John Rowe, M.D., of the Columbia Mailman School of Public Health, who chaired the IOM committee, said it's all about timing. "This, really, is an idea whose time has finally come," Dr. Rowe said at the AGS forum. As evidence of this, he said that last month when he testified before the Senate Special Committee on Aging on the day the IOM report was released, "the entire committee was present for all of my testimony. They all stayed, that just doesn't happen during Congressional hearings."
The other reason, he said, was that this time its not just geriatricians who are making the case. Rather, it's the John A. Hartford Foundation, Atlantic Philanthropies, Josiah Macy Jr. Foundation, Robert Wood Johnson Foundation, Retirement Research Foundation, California Endowment, Archstone Foundation, AARP, Fan Fox and Leslie R. Samuels Foundation, and Commonwealth Fund, all of which supported and funded the IOM report.
The report, meanwhile, contains this "should-do" list:
Medicare, Medicaid, and private insurers should offer higher compensation to healthcare providers caring for older adults and cover key services, such as care coordination, that are not now covered.
Public and private payers should offer a "specific enhancement of reimbursement " for healthcare services to older adults provided by practitioners with a "certification of special expertise in geriatrics."
Congress should authorize and fund additional training programs for all healthcare professionals to better prepare them to care for older adults.
State and federal governments should offer loan forgiveness, scholarships and other financing incentives to professionals who specialize in geriatrics.
Congress and foundations should "significantly increase" support for research and demonstration programs that lead to development of new models of care in prevention, long-term and palliative care, and models of care that promote the effective uses of the workforce.
Public and private payers should promote and reward new models of care for older adults that are shown to be effective and efficient.
States and the federal government should increase minimum training standards for all direct care workers.
Public private and community organizations should provide funding and ensure adequate training for family and other informal caregivers.
Healthcare professionals and regulators should consider expanding the roles and responsibilities of healthcare providers to better meet the needs of an aging population.
Absent from the report was a plan to pay for the "shoulds," other than the observation that money spent now will save money later.
Figuring out how to pay for the needed changes was not, Dr. Rowe said, part of the charge given to his committee. Instead, the committee was charged to analyze the problem and provide very clinical, evidence-based recommendations delivered not from the point-of-view of a single group of providers (physicians) but rather a big-picture approach that gave equal weight to issues of all groups of providers -- even family members who the IOM report said also need some training in the care of elderly relatives.

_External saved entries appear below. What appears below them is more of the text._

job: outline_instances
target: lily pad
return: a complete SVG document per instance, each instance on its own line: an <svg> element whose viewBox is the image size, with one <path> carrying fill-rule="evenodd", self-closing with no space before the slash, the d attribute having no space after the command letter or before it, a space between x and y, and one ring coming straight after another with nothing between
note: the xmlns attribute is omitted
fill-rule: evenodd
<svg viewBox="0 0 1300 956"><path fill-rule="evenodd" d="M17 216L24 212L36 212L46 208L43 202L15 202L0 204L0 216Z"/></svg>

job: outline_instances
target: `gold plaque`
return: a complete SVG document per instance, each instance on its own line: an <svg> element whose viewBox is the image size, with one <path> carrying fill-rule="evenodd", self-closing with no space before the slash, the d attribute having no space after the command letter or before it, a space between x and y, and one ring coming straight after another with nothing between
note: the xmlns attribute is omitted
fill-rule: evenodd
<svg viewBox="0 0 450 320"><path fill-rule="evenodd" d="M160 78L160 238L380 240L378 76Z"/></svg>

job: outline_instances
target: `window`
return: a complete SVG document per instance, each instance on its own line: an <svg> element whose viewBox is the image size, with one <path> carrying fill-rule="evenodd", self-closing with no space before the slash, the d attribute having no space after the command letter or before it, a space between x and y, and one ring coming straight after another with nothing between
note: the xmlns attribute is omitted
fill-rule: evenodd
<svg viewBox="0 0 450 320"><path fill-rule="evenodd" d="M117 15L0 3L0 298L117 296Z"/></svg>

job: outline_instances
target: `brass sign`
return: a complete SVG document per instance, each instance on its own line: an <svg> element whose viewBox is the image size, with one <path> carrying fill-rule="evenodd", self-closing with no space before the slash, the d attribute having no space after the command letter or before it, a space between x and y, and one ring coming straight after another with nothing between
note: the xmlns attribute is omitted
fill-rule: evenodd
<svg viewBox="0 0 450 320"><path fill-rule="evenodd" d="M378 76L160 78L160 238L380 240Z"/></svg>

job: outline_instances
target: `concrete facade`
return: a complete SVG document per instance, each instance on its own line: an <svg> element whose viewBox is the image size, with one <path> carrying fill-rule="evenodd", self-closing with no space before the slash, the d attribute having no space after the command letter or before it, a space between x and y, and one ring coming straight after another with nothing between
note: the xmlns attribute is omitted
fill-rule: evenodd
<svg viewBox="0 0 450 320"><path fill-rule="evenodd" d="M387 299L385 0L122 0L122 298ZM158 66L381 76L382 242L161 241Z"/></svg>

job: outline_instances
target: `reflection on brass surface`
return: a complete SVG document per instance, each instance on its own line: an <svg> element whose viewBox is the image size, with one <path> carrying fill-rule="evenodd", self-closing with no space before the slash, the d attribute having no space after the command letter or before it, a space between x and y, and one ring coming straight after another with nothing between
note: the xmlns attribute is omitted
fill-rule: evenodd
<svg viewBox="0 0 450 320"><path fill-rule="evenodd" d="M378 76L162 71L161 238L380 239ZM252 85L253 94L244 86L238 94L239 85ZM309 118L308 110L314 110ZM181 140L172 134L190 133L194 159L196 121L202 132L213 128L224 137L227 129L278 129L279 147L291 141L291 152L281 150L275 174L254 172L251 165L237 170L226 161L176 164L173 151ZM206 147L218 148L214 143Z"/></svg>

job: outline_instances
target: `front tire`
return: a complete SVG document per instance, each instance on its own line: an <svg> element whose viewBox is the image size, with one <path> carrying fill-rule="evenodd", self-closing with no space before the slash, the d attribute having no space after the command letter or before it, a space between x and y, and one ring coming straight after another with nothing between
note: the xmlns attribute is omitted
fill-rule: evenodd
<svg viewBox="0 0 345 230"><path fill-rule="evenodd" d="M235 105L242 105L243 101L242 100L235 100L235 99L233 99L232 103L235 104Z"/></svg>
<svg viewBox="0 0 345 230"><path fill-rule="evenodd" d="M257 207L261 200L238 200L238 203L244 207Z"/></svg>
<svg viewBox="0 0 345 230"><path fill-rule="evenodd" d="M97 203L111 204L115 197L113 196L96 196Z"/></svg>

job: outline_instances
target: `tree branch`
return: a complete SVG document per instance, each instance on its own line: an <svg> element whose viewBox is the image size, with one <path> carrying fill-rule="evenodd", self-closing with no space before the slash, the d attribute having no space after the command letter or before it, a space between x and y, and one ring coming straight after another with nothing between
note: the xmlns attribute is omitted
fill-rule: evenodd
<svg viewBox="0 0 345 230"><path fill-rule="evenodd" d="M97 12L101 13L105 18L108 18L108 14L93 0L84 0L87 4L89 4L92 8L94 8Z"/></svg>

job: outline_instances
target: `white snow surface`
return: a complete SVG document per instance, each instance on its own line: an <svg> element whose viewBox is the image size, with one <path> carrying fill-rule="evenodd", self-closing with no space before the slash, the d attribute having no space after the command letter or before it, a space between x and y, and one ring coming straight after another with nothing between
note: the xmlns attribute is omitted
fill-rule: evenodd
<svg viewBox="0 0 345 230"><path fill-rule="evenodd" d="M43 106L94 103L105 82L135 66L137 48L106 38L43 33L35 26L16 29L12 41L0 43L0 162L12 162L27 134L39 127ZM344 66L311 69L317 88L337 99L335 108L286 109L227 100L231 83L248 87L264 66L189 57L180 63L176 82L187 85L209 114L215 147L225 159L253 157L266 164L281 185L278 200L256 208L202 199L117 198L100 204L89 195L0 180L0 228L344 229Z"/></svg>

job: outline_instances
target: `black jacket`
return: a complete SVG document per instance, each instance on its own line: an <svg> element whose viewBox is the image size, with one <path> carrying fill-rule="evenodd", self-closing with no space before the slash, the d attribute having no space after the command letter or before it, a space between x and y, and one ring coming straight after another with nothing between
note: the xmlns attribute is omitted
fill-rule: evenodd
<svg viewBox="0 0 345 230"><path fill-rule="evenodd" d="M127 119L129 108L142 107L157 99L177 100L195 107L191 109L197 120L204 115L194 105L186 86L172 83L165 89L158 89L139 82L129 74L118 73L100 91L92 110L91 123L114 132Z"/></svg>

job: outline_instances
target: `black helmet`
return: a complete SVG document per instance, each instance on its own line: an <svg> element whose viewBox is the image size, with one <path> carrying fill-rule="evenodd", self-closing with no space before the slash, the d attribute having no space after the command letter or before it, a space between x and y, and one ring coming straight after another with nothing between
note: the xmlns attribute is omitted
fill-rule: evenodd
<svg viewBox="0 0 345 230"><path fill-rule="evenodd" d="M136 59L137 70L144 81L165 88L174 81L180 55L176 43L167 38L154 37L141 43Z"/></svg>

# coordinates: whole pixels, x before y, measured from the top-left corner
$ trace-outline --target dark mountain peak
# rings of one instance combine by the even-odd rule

The next step, said Dr. Murphy, is a meeting planned for June in Washington. "At that meeting we anticipate that all stake holders will come together to map out a campaign," he said.
Dr. Murphy said out of the June meeting he expected a leadership group would emerge, leadership that will have the task of making the "silver tsunami" a headline issue in this year's presidential election.
But, Dr. Murphy said he did not envision AGS as leading that campaign. "We don't want this to be about physicians, we want it to be about all geriatric caregivers."
If physicians lead the charge, he said, they might find themselves charging alone.